Por isso, Ossãe se gabava e se aproveitava de seus poderes. Quando um de seus irmãos orixás ia em busca de uma folha para curar um de seus filhos, Ossãe sempre criava um obstáculo:
– Venha amanhã! Estou muito ocupado.
– Você quer folhas numa hora dessas? Estou com sono, venha depois.
– Você não avisou que vinha. Não posso te dar folha nenhuma agora!
Os orixás começaram a ficar intrigados com aqui, ficaram muito zangados porque seu irmão Ossãe lhes negava vez ou outra as folhas e somente ele sabia o segredo delas. Então, a pedido de Xangô, deus do trovão, eles se reuniram para resolver a situação.
Isso não pode ficar assim!, disse Xangô soltando fogo pelas ventas. Nosso irmão sempre arranja uma desculpa para nos humilhar quando precisamos das folhas!
Ontem mesmo eu precisei de algumas folhas para curar uma doença de um filho meu e não consegui porque ele disse que já era tarde!, disse Oxum revoltada.
Mas foi nosso pai Olorun quem deu o segredo delas para ele, Ele sabe o que faz!, disse Iansan.

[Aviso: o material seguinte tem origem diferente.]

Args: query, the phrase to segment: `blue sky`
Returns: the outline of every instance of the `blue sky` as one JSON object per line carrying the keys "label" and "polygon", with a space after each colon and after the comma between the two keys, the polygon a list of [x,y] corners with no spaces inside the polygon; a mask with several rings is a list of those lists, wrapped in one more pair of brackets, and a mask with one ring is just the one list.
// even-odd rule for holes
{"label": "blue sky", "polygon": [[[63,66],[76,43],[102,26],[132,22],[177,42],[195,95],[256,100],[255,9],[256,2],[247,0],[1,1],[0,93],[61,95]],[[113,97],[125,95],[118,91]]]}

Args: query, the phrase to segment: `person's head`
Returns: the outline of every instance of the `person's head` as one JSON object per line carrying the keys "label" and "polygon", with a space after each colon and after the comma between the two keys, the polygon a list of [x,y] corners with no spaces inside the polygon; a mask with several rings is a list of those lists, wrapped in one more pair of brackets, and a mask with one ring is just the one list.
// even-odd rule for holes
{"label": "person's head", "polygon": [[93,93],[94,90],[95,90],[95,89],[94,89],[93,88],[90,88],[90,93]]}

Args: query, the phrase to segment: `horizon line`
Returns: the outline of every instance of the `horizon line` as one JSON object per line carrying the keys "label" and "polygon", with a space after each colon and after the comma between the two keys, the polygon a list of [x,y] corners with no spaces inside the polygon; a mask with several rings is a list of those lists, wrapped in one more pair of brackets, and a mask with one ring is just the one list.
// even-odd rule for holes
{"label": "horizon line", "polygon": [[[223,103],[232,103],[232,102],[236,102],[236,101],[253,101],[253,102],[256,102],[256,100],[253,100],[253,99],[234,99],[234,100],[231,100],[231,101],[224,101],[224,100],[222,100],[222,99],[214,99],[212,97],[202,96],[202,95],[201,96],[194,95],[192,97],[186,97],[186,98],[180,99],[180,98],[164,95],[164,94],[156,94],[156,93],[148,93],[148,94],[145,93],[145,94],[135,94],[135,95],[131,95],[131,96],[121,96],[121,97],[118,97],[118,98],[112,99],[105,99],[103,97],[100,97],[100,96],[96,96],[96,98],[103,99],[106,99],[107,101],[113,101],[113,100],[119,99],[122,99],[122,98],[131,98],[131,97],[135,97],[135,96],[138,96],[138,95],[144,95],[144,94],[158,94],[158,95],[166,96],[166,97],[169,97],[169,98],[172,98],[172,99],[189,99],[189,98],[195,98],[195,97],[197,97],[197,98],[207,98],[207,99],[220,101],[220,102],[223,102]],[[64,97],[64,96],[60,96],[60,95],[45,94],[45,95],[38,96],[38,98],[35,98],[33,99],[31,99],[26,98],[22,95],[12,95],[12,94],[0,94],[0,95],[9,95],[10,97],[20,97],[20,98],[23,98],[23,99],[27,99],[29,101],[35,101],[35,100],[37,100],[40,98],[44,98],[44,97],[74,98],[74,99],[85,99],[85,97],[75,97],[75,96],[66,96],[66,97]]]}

Mas ele tem a responsabilidade de dividir as folhas com a gente, somos seus irmãos e irmãs!, disse Oxóssi.
Xangô teve a solução: pediu que Iansan fosse até o local habitado por Ossãe e pedisse a ele que dividisse com todos os segredos das folhas. Iansan era hábil com as palavras, saberia negociar muito bem.
Iansan assim fez, concordando com a ideia de seu marido Xangô. Chegando à porta da habitação de ossãe, pediu agô!
Iansan – Ê Ê ewe ô!
Ossãe – Eparrei!
Iansan – Agô Ossãe
E então, o que quer de mim minha irmã?
Meu irmão, vim te pedir agô, licença, e trazer um recado de nossos irmãos. Todos estão zangados porque você se nega muitas vezes a nos dar as folhas que precisamos para atender os pedidos dos nossos filhos humanos, a quem cuidamos e protegemos. Nos reunimos e decidimos que eu deveria vir aqui te pedir para que divida com todos nós o segredo das folhas, assim não precisaremos mais te incomodar.
Ah, dito isso, Ossãe se revoltou, ficou furioso.
Jamais! Quem me deu o segredo das folhas foi nosso pai Olorun. E eu não dividirei com ninguém. Nem hoje e nem amanhã! Portanto pegue seu caminho de volta minha irmã e dê o meu recado.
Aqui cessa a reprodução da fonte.